MCP Server — The centrepiece. Via the Model Context Protocol, Claude (and any other MCP client) can use TierFinder directly: search for pets, file reports, run matches. No website needed, no API keys, no registration.
robots.txt — We explicitly welcome AI crawlers: GPTBot, ClaudeBot, PerplexityBot. Many websites block them — we invite them in.
JSON-LD Schema — Structured data following schema.org. FAQ schema, Organization schema, WebSite schema with SearchAction. Helps both Google and AI systems understand our content.
Sitemap — All pages including discovery endpoints (llms.txt, agents.json) are listed in the sitemap.
Why this matters for animal welfare
The more AI systems know about TierFinder, the more people we reach. When someone asks Claude "My dog is missing, what should I do?", Claude can not only give tips but directly create a report on TierFinder — in real time, with a photo, with matching.
This isn't a marketing gimmick.

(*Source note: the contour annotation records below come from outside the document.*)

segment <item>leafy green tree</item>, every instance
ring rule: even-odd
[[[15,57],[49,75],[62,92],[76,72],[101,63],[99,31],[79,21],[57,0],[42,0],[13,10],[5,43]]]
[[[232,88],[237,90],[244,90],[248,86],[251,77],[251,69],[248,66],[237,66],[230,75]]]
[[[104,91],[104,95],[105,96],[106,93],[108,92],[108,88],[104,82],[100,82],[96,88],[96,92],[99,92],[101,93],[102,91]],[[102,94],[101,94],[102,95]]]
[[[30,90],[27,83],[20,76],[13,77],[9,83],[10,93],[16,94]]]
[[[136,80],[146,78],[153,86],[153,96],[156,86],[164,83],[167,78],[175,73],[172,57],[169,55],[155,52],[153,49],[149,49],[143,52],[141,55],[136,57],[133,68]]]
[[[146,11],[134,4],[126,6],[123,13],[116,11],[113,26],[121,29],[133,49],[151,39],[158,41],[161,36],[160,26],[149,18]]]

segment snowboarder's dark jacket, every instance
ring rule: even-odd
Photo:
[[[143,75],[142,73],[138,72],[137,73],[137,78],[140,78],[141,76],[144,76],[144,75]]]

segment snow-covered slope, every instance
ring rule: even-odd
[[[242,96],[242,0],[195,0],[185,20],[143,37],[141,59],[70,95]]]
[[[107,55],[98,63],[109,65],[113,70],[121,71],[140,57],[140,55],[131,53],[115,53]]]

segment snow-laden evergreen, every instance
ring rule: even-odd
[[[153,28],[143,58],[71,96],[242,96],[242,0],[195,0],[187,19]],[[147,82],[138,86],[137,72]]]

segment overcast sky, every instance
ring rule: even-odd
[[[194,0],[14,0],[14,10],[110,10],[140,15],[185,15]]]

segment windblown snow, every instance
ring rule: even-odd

It's an infrastructure decision: we want every channel to work — website, Telegram, MCP, and in the future WhatsApp and more.
Open standards, not a walled garden
TierFinder uses open standards: MCP is an open standard by Anthropic. agents.json is an open format. llms.txt is community-driven. We're not building a walled garden but a platform that fits into the growing ecosystem of AI agents.
What this means for the future
Today: A shelter installs Claude Desktop and uses TierFinder via MCP. Tomorrow: Veterinary software with an MCP client automatically queries TierFinder when a found animal without a chip is brought in. The day after: Smart collars with an AI agent automatically report when a dog moves outside its safe radius.
We're building the infrastructure for that today.